Abstract:We consider nonparametric regression by an over-parameterized two-layer neural network trained by gradient descent (GD) or its variant in this paper. We show that, if the neural network is trained with a novel Preconditioned Gradient Descent (PGD) with early stopping and the target function has spectral bias widely studied in the deep learning literature, the trained network renders a particularly sharp generalization bound with a minimax optimal rate of $\cO({1}/{n^{4\alpha/(4\alpha+1)}})$, which is sharper the current standard rate of $\cO({1}/{n^{2\alpha/(2\alpha+1)}})$ with $2\alpha = d/(d-1)$ when the data is distributed uniformly on the unit sphere in $\RR^d$ and $n$ is the size of the training data. When the target function has no spectral bias, we prove that neural network trained with regular GD with early stopping still enjoys minimax optimal rate, and in this case our results do not require distributional assumptions in contrast with the current known results. Our results are built upon two significant technical contributions. First, uniform convergence to the NTK is established during the training process by PGD or GD, so that we can have a nice decomposition of the neural network function at any step of GD or PGD into a function in the RKHS and an error function with a small $L^{\infty}$-norm. Second, local Rademacher complexity is employed to tightly bound the Rademacher complexity of the function class comprising all the possible neural network functions obtained by GD or PGD. Our results also indicate that PGD can be another way of avoiding the usual linear regime of NTK and obtaining sharper generalization bound, because PGD induces a different kernel with lower kernel complexity during the training than the regular NTK induced by the network architecture trained by regular GD.
What problem does this paper attempt to address?
The problem that this paper attempts to solve is how to train an over - parameterized two - layer neural network through gradient descent to achieve a sharper generalization bound in non - parametric regression. Specifically, the paper focuses on what convergence rates can be achieved by neural networks trained with pre - conditioned gradient descent (PGD) or regular gradient descent (GD) when the target function has spectral bias or is a general target function.
### Main Problems
1. **Spectral - bias target function**:
- When the target function \( f^* \) has spectral bias (i.e., \( f^* \in H_K^{(\text{int})}(f_0) \subseteq H_K(f_0) \)) and the data distribution is a uniform distribution on the unit ball, the paper proves that the neural network trained with pre - conditioned gradient descent (PGD) can achieve a faster convergence rate of \( O\left(\frac{1}{n^{\frac{4\alpha}{4\alpha + 1}}}\right) \), which is faster than the existing optimal result of \( O\left(\frac{1}{n^{\frac{2\alpha}{2\alpha + 1}}}\right) \).
- This faster convergence rate is achieved by avoiding the usual linear approximation region (determined by NTK), because PGD induces a different kernel during the training process, which has a lower kernel complexity.
2. **General target function**:
- For the general target function \( f^* \in H_K(f_0) \), the paper proves that the neural network trained with regular gradient descent (GD) can achieve the optimal convergence rate of \( O\left(\frac{1}{n^{\frac{2\alpha}{2\alpha + 1}}}\right) \) without the assumption of data distribution.
- This result is applicable not only to the uniform distribution on the unit ball, but also to a wider range of data distributions. In addition, the paper also gives a specific quantification of the early - stopping time \( T \), such that the number of steps \( T \leq \hat{T}_K \) in the training process, where \( \hat{T}_K \) is the stopping time related to the kernel \( K \).
### Main Contributions
1. **Sharper generalization bound**:
- By introducing pre - conditioned gradient descent (PGD), the paper shows how to achieve a faster convergence rate than existing methods when the target function has spectral bias.
- This method avoids the usual linear approximation region, thereby obtaining a sharper generalization bound.
2. **No data distribution assumption**:
- For the general target function, the paper proves that even without the assumption of data distribution, the neural network trained with regular gradient descent (GD) can still achieve the optimal convergence rate.
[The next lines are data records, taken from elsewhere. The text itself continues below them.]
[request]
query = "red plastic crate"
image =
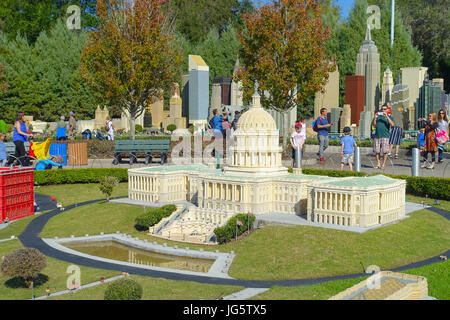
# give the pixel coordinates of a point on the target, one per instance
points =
(16, 193)
(18, 211)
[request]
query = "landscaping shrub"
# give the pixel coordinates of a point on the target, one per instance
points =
(228, 231)
(438, 188)
(153, 216)
(124, 289)
(63, 176)
(25, 264)
(138, 128)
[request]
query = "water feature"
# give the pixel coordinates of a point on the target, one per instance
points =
(114, 250)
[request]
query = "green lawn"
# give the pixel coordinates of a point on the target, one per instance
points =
(69, 194)
(438, 278)
(285, 252)
(54, 274)
(159, 289)
(445, 204)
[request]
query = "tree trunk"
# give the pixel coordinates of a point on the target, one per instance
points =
(284, 126)
(132, 126)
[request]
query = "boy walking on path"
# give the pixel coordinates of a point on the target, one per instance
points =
(347, 143)
(322, 132)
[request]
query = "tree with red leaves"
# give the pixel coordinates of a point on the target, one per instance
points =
(283, 48)
(132, 55)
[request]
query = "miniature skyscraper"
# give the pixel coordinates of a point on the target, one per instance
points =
(368, 65)
(198, 92)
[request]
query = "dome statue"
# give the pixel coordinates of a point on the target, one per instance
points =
(256, 146)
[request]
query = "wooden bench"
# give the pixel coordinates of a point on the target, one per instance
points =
(147, 147)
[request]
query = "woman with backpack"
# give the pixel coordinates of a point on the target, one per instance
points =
(443, 133)
(430, 140)
(109, 128)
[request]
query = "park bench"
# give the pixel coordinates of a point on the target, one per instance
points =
(148, 147)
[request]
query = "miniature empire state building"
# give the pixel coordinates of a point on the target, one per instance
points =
(256, 182)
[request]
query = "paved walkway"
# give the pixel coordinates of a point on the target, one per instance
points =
(30, 238)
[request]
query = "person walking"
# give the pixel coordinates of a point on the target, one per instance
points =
(395, 139)
(72, 125)
(297, 140)
(3, 155)
(382, 122)
(430, 140)
(347, 142)
(61, 129)
(109, 128)
(20, 136)
(322, 132)
(237, 115)
(442, 126)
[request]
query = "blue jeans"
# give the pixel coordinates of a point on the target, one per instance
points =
(323, 144)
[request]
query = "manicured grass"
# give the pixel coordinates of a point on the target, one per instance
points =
(69, 194)
(55, 276)
(159, 289)
(438, 278)
(445, 204)
(15, 228)
(285, 252)
(321, 291)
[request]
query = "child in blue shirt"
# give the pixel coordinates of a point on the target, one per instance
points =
(347, 143)
(2, 150)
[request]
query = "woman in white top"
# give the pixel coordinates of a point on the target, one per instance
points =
(109, 128)
(442, 125)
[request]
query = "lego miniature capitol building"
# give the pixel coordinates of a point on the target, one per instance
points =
(256, 182)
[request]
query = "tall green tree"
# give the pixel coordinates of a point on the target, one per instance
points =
(283, 49)
(132, 55)
(352, 34)
(43, 78)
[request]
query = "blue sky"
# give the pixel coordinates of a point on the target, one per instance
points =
(344, 4)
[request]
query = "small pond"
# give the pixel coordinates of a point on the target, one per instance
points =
(117, 251)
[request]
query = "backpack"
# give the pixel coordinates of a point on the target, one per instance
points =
(441, 136)
(211, 123)
(314, 124)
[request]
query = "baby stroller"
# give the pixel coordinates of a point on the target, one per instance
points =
(45, 160)
(87, 134)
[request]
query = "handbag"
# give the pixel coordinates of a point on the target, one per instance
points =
(441, 136)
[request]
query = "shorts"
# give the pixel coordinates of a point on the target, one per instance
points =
(347, 158)
(396, 136)
(381, 145)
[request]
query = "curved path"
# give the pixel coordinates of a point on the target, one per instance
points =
(30, 238)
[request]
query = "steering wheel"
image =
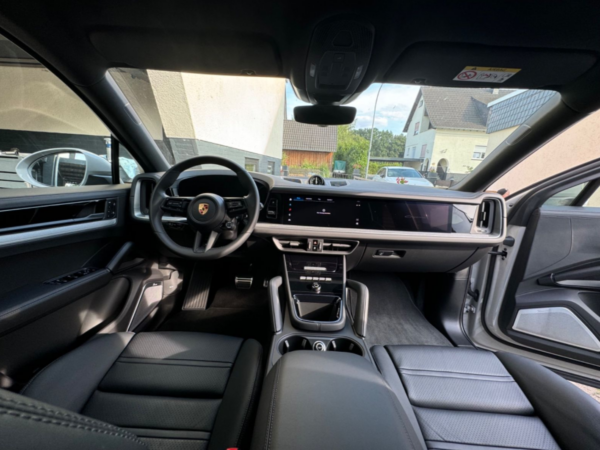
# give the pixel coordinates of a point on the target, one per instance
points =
(208, 214)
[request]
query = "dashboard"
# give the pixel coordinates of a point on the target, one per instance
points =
(378, 226)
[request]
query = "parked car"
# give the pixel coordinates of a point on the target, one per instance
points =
(401, 175)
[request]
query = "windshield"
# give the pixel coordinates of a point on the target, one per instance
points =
(408, 173)
(436, 133)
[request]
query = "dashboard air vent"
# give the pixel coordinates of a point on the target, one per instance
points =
(272, 208)
(317, 180)
(485, 216)
(293, 244)
(316, 245)
(339, 246)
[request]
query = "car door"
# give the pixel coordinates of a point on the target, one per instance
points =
(63, 235)
(538, 294)
(552, 303)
- This result extends the scope of application of the existing theory, making it more practical.
3. **Quantification of early - stopping time**:
- The paper gives a specific quantification of the early - stopping time, which is of great significance for the training process in practical applications.
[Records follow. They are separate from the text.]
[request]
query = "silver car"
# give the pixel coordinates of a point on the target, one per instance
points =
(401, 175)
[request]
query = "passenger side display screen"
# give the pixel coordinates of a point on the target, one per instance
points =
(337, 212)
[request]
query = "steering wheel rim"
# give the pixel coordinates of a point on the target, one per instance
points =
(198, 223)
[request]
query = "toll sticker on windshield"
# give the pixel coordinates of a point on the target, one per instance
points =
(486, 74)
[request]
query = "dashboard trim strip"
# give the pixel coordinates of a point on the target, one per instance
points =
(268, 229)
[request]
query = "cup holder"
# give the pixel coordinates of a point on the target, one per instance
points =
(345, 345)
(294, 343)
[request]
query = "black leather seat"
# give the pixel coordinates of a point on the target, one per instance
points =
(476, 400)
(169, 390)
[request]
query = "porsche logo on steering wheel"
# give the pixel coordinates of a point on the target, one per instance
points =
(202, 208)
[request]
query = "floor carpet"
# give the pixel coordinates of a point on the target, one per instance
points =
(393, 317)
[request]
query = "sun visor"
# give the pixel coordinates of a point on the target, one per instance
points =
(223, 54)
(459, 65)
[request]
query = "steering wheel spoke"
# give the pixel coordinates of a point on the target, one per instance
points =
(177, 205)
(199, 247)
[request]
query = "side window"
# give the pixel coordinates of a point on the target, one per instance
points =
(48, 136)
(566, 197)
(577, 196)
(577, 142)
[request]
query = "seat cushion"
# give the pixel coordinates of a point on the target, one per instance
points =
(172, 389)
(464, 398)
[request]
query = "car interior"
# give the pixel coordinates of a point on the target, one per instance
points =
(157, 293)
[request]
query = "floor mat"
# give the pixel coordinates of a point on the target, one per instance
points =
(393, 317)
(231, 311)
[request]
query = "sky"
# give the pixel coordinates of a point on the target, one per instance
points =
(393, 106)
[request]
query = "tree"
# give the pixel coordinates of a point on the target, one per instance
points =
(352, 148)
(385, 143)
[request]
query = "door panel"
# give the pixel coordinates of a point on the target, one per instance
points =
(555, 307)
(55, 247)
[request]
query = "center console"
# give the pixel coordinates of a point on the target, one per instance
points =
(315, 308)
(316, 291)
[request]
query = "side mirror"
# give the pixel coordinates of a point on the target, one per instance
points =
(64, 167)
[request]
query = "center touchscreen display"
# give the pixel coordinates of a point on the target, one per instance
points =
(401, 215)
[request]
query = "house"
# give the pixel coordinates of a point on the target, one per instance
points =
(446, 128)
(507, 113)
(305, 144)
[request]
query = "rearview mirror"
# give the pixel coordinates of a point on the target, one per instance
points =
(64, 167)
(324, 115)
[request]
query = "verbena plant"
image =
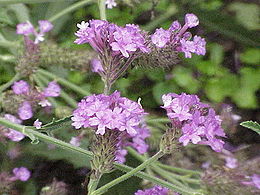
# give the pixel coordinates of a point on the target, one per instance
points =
(115, 125)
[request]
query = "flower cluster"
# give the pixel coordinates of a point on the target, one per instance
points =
(110, 4)
(198, 121)
(13, 135)
(154, 190)
(27, 29)
(21, 87)
(180, 40)
(22, 174)
(105, 37)
(254, 181)
(108, 112)
(136, 141)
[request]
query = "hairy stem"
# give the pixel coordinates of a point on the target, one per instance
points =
(131, 173)
(30, 131)
(64, 82)
(9, 83)
(102, 9)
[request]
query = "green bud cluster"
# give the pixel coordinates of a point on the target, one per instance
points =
(104, 148)
(55, 188)
(169, 141)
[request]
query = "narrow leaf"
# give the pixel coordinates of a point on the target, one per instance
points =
(255, 126)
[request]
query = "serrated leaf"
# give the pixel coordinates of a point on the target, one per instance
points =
(57, 124)
(255, 126)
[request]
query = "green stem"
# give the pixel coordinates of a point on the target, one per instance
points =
(29, 131)
(9, 83)
(64, 82)
(69, 9)
(92, 185)
(40, 83)
(156, 167)
(63, 94)
(168, 13)
(179, 170)
(102, 9)
(8, 2)
(129, 174)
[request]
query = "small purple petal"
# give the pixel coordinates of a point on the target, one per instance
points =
(25, 111)
(21, 87)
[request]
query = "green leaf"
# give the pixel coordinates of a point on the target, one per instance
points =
(255, 126)
(247, 14)
(183, 77)
(251, 56)
(57, 124)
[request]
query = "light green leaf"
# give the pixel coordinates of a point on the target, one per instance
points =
(255, 126)
(251, 56)
(247, 14)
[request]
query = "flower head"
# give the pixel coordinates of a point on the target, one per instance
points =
(52, 90)
(110, 4)
(21, 173)
(191, 20)
(104, 112)
(27, 29)
(198, 122)
(13, 135)
(20, 87)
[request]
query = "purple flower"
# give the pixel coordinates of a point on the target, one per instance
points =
(21, 173)
(156, 190)
(199, 123)
(25, 28)
(231, 162)
(191, 20)
(161, 37)
(52, 90)
(179, 39)
(110, 4)
(75, 141)
(25, 111)
(254, 181)
(112, 112)
(107, 37)
(13, 135)
(96, 65)
(200, 45)
(21, 87)
(45, 26)
(37, 124)
(175, 26)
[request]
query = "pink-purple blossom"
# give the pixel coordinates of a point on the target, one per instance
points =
(25, 111)
(27, 29)
(161, 37)
(254, 180)
(37, 124)
(179, 39)
(198, 122)
(21, 173)
(21, 87)
(156, 190)
(13, 135)
(108, 112)
(191, 20)
(52, 90)
(231, 162)
(96, 65)
(110, 4)
(106, 37)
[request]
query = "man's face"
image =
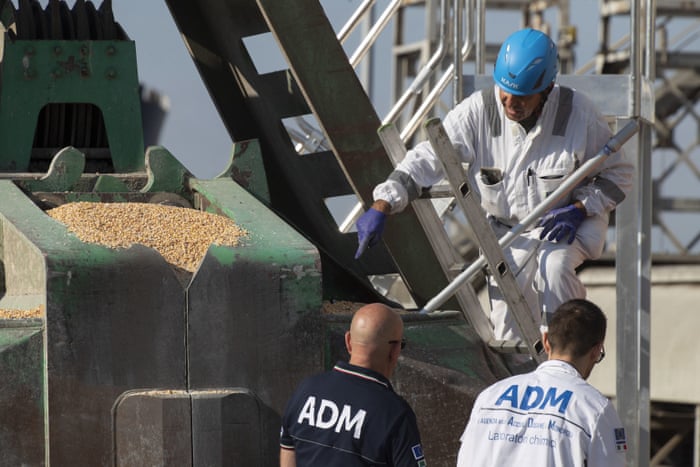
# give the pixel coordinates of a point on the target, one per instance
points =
(518, 108)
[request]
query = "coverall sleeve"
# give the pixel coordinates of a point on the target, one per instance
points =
(420, 168)
(608, 443)
(613, 181)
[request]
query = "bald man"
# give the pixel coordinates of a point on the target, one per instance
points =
(351, 416)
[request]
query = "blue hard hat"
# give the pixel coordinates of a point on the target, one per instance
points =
(527, 63)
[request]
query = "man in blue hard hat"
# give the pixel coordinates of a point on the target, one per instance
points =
(522, 138)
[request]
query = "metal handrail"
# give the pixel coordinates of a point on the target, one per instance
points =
(416, 86)
(354, 20)
(374, 32)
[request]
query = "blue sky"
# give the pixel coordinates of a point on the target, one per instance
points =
(193, 131)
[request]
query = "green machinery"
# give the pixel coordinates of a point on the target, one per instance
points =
(130, 363)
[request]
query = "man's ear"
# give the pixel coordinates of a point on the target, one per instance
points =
(348, 344)
(545, 341)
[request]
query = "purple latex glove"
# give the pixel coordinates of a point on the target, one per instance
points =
(370, 226)
(560, 222)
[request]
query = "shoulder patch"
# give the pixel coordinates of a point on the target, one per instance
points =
(417, 451)
(620, 439)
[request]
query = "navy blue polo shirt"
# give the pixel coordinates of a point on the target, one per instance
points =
(350, 416)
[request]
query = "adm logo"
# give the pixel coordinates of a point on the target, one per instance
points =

### Technical Contributions
1. **Uniform convergence to NTK**:
- The paper establishes the result of uniform convergence to NTK during the training process through PGD or GD, which makes it possible to decompose the neural network function at any step into a function in an RKHS and an error function with a small \( L^\infty \) norm.
2. **Local Rademacher complexity**:
- The paper uses local Rademacher complexity to tightly bound the Rademacher complexity of all possible neural network functions generated by GD or PGD.
These technical contributions provide a new perspective for understanding the training dynamics of over - parameterized neural networks and a theoretical basis for achieving sharper generalization bounds.